Another conference delegate, Vivian Mizrahi, questioned Pettersson's emphasis on photography. Why, she asked, does the same not apply to other forms of image making? For Pettersson, the widely accepted causal directness of photography, the fact that it is not mediated by the brain—as is the case with drawing or painting, seems to provide stronger grounds for attributing a causal role to absence rather than any mind-dependent intermediary. Nonetheless, minds do play an inescapable role in the reception and interpretation (or 'seeing-in') of images. This was the concluding point to which Pettersson turned his attention, though not without giving due consideration to several of the more plausible but ultimately unsatisfactory acausal theories of influence in absentia.

Is there any evidence of the causal influence of absence? It might be argued that the absence of food in our stomachs causes us to seek sustenance; or that a lack of time causes lateness; or that a hole on a beach causes sand to infill the void; or that the absence of aerodynamic lift causes an airplane to fall from the sky. All of these instances, and many more that we could enumerate, are seemingly plausible examples of the causal influence of absence. However, on inspection, many turn out to be cases of commonplace causality. A decrease in blood glucose, triggers hunger; lateness is caused by an over abundance of things to be done and falling is caused by the release of potential energy. 

However, the last example mentioned above is far from clear-cut. Some theorists would claim that the release of potential energy is due to an absence of physical support. There seems to be growing theoretical uncertainty over whether such instances are the result of an oversimplification in description or whether there genuinely are cases of negative causation. Personally, I'm not sure - though I suspect that the fault is linguistic in originIf exhaustive detail were necessary to describe the causal history of even the most basic state of affairs, the chain of causes would lead inexorably to the Big Bang. Abstraction in description is therefore both necessary and inevitable. At some point even the most exhaustive account falls silent. The concept of absence then, like the concept of zero, is a tool that has proven to have enormous efficacy for us. Yet unlike the concept of zero, which is only ever acquired through education, there is evidence to suggest that human infants display an awareness of absence from a very early age and many animals also behave in ways that suggest a capacity to register absence.

Do these glimmerings constitute the rudimentary evidence of conceptual capacities, of proto-linguistic thought? Perhaps, but we should be wary. If we wish to provide a coherent causal theory of absence we will first need to explain the causal relations that lead to attributions of absence.

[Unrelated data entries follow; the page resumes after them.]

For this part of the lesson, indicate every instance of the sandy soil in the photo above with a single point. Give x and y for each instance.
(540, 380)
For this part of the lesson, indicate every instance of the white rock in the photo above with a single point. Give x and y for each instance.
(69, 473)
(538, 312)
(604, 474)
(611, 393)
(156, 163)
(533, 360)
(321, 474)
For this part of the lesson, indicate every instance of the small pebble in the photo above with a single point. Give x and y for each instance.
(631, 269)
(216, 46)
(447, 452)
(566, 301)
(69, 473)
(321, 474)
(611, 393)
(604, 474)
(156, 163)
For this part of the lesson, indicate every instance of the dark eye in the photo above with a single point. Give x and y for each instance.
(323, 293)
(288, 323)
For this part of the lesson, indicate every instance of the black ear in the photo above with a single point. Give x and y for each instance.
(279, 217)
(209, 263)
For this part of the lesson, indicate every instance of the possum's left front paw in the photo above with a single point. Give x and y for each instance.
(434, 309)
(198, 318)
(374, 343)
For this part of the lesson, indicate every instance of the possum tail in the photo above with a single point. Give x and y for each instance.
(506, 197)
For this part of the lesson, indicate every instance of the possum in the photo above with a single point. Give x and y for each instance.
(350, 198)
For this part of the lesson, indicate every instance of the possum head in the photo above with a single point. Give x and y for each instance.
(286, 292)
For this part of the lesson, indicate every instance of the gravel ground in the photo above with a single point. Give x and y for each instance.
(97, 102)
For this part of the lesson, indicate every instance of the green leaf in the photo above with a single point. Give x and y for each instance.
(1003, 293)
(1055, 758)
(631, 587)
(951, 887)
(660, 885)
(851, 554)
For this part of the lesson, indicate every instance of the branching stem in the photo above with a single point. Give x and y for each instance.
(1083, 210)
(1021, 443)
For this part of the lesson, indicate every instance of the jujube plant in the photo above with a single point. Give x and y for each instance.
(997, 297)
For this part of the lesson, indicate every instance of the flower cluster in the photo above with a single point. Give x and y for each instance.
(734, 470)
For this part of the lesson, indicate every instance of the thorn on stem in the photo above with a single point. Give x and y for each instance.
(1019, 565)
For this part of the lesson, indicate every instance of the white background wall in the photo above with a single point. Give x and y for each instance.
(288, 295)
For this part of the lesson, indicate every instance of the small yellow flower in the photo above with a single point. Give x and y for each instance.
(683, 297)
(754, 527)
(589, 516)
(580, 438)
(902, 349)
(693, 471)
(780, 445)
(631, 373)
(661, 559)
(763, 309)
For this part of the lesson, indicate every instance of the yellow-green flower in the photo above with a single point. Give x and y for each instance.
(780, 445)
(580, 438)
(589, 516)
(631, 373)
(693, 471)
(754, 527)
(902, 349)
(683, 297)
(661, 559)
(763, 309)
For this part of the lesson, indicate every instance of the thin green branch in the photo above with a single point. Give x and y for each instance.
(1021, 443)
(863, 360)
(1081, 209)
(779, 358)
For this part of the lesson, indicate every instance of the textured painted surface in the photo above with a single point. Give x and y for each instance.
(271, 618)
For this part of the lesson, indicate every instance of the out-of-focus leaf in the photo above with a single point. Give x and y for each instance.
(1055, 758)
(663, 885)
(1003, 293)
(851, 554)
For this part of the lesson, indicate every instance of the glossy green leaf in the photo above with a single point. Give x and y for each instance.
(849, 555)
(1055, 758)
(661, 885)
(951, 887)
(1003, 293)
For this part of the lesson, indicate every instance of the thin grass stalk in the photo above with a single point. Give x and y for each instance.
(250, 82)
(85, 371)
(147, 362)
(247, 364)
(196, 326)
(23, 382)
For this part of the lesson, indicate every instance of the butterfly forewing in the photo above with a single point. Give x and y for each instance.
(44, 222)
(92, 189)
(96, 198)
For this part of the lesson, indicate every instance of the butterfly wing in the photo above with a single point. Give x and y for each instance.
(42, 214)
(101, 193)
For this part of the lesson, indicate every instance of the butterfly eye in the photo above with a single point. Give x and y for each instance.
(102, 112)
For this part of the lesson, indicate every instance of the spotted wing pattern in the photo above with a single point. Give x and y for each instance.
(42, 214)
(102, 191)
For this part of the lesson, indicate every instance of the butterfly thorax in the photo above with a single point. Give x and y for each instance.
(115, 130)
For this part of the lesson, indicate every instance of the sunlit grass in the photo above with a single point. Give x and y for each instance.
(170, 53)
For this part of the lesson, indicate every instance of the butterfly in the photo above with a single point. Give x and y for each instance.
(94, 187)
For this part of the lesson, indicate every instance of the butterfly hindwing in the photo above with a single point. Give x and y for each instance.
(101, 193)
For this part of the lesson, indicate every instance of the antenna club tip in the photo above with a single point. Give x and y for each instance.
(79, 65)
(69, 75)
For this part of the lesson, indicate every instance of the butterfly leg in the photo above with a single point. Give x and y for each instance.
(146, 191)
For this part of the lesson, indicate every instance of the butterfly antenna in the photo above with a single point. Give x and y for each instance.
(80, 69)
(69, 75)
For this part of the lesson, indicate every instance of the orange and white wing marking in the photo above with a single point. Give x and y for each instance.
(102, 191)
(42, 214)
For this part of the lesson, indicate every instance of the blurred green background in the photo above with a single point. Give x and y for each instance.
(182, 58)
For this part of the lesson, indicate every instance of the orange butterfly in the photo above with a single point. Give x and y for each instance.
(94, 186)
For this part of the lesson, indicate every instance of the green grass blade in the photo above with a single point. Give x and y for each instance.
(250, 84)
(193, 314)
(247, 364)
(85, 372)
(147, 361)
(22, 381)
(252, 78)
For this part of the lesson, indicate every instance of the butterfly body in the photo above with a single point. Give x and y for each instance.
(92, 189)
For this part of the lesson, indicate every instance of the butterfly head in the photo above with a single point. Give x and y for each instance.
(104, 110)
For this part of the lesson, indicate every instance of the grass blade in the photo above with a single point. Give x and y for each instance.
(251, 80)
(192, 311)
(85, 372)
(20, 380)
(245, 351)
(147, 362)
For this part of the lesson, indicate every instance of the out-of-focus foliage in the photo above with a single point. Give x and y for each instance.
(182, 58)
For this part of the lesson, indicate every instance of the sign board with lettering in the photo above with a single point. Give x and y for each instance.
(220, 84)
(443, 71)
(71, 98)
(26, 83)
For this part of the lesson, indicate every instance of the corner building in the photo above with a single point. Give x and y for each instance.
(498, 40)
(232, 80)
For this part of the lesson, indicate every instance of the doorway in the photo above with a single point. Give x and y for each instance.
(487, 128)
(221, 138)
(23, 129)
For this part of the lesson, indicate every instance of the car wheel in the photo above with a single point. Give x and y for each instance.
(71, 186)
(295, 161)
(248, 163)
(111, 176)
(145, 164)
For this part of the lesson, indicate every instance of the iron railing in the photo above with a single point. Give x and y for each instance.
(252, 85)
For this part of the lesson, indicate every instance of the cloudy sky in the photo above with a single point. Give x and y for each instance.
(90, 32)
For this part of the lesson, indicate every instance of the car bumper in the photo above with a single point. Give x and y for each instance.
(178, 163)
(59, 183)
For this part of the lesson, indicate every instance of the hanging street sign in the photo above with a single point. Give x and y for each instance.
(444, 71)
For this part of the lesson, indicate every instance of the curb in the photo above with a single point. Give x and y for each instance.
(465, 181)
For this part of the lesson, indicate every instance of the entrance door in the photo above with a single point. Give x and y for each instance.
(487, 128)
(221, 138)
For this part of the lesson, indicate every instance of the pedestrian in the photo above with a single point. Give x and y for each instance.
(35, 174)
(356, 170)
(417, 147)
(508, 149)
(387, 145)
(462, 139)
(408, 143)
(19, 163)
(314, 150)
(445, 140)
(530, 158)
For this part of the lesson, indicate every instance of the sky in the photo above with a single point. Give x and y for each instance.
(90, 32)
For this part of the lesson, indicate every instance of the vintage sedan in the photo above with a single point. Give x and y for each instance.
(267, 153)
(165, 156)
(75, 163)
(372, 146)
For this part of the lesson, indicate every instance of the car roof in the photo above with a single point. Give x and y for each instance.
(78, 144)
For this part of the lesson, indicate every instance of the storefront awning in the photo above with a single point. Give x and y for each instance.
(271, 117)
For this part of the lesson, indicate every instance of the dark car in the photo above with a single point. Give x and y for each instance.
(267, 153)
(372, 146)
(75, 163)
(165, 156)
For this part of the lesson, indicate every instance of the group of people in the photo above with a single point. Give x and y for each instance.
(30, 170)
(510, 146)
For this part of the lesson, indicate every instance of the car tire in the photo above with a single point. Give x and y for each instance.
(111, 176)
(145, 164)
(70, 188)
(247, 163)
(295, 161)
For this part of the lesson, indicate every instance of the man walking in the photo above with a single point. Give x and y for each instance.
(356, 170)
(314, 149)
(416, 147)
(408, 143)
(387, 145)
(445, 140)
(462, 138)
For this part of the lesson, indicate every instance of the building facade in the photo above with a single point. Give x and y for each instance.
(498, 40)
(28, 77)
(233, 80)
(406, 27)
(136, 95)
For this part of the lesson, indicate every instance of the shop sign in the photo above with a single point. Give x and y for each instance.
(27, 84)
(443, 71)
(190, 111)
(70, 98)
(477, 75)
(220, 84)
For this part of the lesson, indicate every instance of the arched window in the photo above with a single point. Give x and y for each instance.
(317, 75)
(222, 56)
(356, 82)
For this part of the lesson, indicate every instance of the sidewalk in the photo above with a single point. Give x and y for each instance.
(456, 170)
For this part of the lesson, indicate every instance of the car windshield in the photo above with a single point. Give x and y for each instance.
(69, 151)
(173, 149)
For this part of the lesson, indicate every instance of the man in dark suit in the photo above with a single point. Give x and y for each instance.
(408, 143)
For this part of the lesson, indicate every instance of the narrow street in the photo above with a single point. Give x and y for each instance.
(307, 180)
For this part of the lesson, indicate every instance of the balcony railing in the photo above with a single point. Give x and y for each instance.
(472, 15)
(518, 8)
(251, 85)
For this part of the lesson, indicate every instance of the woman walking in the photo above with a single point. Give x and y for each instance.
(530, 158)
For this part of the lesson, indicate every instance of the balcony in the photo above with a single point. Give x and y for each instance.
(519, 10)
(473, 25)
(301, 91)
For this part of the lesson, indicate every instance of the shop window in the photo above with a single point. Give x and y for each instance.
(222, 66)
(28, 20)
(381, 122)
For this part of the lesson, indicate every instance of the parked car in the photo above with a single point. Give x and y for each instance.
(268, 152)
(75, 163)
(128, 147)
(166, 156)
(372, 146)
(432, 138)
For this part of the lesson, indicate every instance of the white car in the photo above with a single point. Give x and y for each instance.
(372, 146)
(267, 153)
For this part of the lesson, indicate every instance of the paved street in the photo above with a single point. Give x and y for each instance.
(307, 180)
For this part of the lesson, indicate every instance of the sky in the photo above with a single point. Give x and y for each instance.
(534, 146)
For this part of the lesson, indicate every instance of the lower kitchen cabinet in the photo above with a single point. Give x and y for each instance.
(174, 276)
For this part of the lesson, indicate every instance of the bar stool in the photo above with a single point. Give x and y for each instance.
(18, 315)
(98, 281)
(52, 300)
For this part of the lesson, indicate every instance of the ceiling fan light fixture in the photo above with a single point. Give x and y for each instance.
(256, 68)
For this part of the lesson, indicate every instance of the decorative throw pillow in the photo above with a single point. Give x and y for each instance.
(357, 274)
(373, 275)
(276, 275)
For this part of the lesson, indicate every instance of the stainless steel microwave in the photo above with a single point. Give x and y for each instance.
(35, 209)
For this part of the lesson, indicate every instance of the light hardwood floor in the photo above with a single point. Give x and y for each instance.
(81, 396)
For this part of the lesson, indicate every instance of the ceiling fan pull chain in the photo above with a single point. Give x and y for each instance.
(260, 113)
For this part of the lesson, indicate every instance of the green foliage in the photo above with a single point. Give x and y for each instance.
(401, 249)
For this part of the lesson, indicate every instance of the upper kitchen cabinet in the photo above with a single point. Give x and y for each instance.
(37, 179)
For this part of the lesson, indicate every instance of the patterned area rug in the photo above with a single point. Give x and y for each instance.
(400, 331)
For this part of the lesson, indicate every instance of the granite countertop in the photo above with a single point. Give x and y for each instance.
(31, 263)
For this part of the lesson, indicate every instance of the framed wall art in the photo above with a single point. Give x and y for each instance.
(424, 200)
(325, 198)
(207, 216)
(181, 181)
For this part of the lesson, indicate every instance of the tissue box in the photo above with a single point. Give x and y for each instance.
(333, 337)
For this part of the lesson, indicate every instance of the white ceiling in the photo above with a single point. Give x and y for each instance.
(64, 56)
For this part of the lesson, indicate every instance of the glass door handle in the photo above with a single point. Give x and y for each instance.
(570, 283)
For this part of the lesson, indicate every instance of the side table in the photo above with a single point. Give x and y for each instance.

I have written previously of another philosopher, Anya Farennikova, who takes the view that we literally perceive absence. Farennikova contends that we possess mental states in which absences are represented. There is a serious problem with this theory though, and it is a difficulty reflected in the issues Pettersson brings to light. To assume that an inner representation represents absence requires this absence to have causal influence, thus violating the laws of causality.

The alternative is to view absence not as a causal entity of any kind but as the name we give to the common mismatch we find between what we expect and what we actually perceive. So, when we say that an infant or animal exhibits awareness of absence, what we really mean is that they are capable of forming expectations and of being surprised when these  do not apply.

Absence is an enormously powerful and convenient concept, but the fact that we can treat such abstractions as concrete entities is no cause to invoke causality where none is possible. As far as images go, even the most explicit absence can only be recognised as such if we are capable of a contrasting expectation: of describing, delineating or selecting a substitute of that which is absent, of the actual presence envisaged.
Or, as Carl Sagan said (admittedly in a completely different context): "Absence of evidence is not evidence of absence."